11くち 3
夏からこの秋まで、どうやら風邪が流行っているようだ。自分もまんまとやられてしまって、生まれて初めて学校を体調不良で休んだ。
38.4℃。
平均体温の37℃からすれば微熱より少し高い程度だ。
けれど風邪なんて滅多にひかないものだから、思ったよりだるくて、普段からそうだけれど、今日の家事は全てバートが率先して行っている。
そうそう。バートが言うまで熱を出した時は額を冷やすことばかり考えていたけれど、彼が言うには、「首の回りや、脇の下や、腹部を冷やすといいんだぜ」らしく、彼は冷凍庫から保冷材をいくつか持ってくると、それをタオルに包んでマシューに寄越してきた。
幼い頃はJ'sの影響で日国家の弱者代表だっただけはある。
母から受けた看病をそのまま真似しているようだ。
バートは手品を披露するかのように、「タラ~」とも「タダ~」とも聞こえる英語の効果音をつけながら、小鍋を置いた。
ちなみに、「タダー」は日本語で「じゃじゃーん」。ファンファーレのように扱われる。
「……」
マシューは小鍋の中身を見て絶句していた。
なにを作ってもらいたいのか、リクエストをすれば良かったと後悔をしていたところだ。
小鍋にはチキンスープが浮いた油と共に漂っていた。
ヌードルも入っているから、正確にはチキンヌードルスープだ。
「…ごめんバート」
「なにがだ?」
「お粥が食べたかった」
バートの表情が固まった。
それから、困った顔をして後ろ手に持っていた皿も寄越してきた。
ニンニクと塩胡椒をよくきかせたステーキと、特製ドレッシングがかかったサラダ。
飲み物はオレンジジュース。
おまけに、デザートでシナモンたっぷりのミルヒライスだ。
この世で最も拒否しにくい善意かもしれない。
バートもマシューも、お互いに「やっちまった」と俯いていた。
バートに限っては、「なにかやっちまったようだ」とあまり理解していないけれど。
アメリカで生活していた時も、バートほどでは無いにしろ何度か体調を崩したことがあった。

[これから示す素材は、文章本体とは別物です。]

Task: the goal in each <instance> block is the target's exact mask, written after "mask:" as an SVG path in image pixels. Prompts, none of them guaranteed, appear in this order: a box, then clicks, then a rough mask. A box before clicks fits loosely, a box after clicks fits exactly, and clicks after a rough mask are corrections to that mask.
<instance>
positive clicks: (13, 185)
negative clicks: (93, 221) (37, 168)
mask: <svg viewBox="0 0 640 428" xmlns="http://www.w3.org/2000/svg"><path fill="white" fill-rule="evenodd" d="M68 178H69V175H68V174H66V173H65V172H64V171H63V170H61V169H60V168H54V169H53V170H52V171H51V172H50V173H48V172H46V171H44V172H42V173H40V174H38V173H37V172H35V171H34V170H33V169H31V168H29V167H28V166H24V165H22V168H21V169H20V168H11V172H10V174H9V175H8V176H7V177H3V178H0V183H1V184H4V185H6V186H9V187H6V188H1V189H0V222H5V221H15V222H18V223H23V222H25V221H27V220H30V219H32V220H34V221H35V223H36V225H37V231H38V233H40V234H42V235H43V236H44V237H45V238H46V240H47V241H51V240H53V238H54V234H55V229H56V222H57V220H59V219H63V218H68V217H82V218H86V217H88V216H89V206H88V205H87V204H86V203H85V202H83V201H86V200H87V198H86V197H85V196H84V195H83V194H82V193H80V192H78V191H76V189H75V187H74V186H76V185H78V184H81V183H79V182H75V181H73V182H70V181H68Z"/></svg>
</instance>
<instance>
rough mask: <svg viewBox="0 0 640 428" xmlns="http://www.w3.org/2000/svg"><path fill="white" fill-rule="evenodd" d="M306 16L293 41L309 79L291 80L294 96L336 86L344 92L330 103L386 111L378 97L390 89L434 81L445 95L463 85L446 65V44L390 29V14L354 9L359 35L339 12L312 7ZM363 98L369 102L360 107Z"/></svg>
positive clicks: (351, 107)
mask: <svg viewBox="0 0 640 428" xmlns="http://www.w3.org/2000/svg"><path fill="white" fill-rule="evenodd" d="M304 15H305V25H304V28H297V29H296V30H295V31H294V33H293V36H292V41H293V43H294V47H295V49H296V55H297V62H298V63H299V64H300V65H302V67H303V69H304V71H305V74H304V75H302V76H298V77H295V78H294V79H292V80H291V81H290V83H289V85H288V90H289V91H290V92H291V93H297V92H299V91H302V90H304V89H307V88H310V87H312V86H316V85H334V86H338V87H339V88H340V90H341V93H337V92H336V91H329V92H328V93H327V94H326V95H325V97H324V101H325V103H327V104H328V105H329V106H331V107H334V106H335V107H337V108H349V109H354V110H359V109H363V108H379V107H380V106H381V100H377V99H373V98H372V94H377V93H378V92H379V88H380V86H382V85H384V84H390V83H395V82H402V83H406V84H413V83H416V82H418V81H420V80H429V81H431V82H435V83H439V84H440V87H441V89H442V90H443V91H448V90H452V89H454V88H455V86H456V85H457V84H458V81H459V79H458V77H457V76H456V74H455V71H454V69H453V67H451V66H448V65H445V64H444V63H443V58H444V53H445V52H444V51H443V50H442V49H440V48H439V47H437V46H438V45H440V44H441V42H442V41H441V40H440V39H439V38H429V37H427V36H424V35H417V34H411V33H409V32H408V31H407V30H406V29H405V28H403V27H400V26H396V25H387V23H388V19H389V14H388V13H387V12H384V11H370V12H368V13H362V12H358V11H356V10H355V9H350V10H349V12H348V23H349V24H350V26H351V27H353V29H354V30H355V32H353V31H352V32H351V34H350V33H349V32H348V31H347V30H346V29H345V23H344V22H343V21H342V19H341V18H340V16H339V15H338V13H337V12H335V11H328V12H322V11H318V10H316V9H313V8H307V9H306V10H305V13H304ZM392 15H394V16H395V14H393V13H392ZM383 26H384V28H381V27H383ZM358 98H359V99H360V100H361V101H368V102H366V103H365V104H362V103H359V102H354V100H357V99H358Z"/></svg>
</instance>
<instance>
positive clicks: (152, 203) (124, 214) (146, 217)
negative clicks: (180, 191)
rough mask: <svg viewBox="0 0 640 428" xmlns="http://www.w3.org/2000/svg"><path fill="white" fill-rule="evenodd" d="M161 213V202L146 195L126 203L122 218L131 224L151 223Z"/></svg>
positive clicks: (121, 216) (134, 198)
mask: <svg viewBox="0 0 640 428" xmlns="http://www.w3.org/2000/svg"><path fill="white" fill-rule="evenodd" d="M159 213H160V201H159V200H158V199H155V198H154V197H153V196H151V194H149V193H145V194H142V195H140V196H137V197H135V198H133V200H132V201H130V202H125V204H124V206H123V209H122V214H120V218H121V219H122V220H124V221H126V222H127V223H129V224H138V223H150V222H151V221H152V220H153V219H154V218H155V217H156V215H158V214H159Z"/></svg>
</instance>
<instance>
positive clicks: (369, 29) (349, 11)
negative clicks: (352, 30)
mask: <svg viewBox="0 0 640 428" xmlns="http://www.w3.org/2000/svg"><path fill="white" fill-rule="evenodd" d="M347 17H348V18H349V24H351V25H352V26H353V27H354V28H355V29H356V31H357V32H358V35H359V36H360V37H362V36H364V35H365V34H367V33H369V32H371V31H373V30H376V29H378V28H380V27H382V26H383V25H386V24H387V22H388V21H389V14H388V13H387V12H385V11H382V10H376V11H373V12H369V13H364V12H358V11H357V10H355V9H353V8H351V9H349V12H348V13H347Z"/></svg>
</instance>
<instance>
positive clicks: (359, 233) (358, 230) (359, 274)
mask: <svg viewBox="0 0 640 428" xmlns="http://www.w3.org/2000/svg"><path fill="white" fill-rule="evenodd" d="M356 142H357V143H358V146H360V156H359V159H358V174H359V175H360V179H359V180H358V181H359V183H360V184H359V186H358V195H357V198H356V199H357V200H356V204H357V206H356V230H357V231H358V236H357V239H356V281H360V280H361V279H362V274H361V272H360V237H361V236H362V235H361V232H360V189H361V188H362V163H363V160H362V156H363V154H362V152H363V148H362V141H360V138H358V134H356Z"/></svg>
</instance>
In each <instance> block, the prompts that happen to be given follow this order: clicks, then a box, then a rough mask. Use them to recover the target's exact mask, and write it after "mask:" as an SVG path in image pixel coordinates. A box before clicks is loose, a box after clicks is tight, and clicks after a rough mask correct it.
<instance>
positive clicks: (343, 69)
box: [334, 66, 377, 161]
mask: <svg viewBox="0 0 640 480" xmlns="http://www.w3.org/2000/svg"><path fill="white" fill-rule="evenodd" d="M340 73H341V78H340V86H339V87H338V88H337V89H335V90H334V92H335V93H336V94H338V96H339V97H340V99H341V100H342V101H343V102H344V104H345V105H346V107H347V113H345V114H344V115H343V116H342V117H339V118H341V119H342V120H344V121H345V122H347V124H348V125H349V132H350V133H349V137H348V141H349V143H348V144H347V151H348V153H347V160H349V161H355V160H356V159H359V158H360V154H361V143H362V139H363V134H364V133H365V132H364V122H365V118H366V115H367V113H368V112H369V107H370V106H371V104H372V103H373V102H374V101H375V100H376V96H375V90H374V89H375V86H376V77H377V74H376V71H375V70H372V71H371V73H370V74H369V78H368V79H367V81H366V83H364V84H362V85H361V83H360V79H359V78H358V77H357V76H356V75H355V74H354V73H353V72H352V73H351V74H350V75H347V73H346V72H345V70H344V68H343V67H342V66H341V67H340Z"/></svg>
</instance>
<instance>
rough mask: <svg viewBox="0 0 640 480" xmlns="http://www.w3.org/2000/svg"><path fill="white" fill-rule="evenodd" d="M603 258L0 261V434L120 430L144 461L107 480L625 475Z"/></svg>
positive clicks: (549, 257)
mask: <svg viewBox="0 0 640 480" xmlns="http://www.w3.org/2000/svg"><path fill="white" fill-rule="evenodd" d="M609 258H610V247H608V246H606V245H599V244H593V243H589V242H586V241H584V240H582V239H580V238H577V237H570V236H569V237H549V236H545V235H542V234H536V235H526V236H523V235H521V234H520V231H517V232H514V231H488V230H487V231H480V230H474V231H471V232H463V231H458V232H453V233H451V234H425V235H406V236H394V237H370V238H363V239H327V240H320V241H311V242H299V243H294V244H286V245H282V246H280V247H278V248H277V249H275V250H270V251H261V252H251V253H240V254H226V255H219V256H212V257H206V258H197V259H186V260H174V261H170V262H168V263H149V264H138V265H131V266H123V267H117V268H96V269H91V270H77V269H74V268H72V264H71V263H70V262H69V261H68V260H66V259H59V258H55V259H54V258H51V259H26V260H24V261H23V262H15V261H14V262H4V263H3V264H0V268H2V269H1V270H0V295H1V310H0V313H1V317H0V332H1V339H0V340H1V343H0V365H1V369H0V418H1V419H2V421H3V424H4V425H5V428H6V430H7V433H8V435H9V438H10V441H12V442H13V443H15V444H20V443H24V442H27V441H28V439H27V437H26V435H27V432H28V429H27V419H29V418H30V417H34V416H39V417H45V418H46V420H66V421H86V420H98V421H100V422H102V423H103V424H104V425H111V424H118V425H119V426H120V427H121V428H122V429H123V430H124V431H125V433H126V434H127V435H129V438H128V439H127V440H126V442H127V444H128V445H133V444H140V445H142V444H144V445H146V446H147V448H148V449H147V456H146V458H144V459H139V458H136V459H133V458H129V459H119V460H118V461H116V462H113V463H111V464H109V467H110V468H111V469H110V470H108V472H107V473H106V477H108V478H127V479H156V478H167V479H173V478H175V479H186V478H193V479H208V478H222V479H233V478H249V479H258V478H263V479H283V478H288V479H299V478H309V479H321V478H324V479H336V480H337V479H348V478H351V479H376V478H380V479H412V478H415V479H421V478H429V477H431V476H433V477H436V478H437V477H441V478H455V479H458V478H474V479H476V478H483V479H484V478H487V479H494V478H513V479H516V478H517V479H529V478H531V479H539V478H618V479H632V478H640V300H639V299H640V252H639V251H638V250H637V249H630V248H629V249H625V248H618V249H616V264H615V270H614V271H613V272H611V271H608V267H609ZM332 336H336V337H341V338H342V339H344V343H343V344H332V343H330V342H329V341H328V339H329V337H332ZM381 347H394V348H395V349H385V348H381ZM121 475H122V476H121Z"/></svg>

アメリカ人の母もチキンがたっぷり入ったスープや、クリームパスタを用意してくれた。
マシューが"もったりこってり"したそれらを、"げっそり"した顔をして一人で食べていると、父が"こっそり"隣にやってきて耳打ちをした。
「日本食が好きな俺達には、風邪の時は蕎麦かうどんかお粥で、お茶だよな」と言って、都心の日系人が営むスーパーで、蕎麦と麦茶を買ってきてくれたことがある。